The Government Spokesman pointed out that the important thing would be not to repeat past mistakes giving the example of 2004 when with our sides consent the Special Adviser was given an enhanced role.
Something like that will not happen again, he added.
Replying to another question Christodoulides said that he does not wish to speak of dead-ends and noted that we are taking part in a process and we are doing our utmost, on our side, so that a (successful) outcome will be reached.
There is no-one who wishes more than us that there is an outcome from this process, he said.
He acknowledged however that at the same time there are problems and difficulties which arise through Turkeys stance and attitude, especially after Geneva putting forward positions which are outside the defined framework, positions which recant mutual understandings and convergences that had been reached.

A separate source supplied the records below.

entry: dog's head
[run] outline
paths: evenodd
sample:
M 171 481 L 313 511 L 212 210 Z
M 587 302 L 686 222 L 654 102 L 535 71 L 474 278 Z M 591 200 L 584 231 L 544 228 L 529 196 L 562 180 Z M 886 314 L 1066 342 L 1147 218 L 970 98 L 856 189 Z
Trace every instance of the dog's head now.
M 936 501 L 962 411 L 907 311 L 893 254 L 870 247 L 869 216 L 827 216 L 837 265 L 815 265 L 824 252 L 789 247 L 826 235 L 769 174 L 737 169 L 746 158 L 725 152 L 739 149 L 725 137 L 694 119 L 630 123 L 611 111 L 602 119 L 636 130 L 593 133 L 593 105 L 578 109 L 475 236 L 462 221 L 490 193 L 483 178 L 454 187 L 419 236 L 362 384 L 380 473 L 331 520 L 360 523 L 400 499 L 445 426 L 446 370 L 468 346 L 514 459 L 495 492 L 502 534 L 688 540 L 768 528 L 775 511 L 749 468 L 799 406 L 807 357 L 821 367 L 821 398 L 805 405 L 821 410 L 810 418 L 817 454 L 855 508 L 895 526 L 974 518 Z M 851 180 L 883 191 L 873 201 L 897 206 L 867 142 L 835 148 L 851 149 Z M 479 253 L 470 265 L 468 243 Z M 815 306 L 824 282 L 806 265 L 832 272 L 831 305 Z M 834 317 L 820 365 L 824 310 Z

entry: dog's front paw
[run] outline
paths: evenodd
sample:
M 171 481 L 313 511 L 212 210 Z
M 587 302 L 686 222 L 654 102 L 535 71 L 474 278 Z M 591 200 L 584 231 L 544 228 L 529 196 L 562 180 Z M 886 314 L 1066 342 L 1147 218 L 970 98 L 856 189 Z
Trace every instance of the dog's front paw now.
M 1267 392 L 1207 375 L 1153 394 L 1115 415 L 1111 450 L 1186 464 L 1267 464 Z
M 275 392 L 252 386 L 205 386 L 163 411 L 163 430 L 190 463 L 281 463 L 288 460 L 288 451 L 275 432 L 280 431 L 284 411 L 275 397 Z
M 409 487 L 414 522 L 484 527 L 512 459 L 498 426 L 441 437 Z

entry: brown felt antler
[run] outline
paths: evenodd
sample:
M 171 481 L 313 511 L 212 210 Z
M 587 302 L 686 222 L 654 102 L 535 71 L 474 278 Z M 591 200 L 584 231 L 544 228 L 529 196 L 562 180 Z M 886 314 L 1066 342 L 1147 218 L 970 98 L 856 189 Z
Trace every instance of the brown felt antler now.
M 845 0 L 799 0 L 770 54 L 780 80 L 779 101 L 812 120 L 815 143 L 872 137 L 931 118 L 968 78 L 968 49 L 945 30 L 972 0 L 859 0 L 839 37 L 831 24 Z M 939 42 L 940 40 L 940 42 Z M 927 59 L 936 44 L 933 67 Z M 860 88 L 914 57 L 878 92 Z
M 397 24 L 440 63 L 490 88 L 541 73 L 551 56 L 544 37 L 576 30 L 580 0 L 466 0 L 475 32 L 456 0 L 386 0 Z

Invited to comment on reports in the press that Cyprus President Nicos Anastasiades does not intend to sign a law passed by parliament on what dates will be commemorated in schools he replied that that as the Constitution provides the President and the government are in touch with the Attorney General adding that decisions will be made within the defined time frame of 15 days.
As soon as relevant decisions are made the relevant announcements will follow, he noted.
Cyprus has been divided since 1974, when Turkey invaded and occupied its northern third. UN-backed efforts to reunify the island under a federal roof were suspended when Mustafa Akinci walked out of a meeting in mid February, claiming that a House decision to commemorate, briefly, in school a 1950 referendum advocating union with Greece was in fact a shift in the long standing position of the Greek Cypriot side for a bicommunal, bizonal federal solution in Cyprus.
President Anastasiades has described the decision “wrong”, saying the timing was not right. Akinci said he would not return to the negotiations unless the decision is revoked. The House passed an amendment on the bill, which essentially annuls the earlier House decision, on Friday 7 April. The talks resumed on April 11.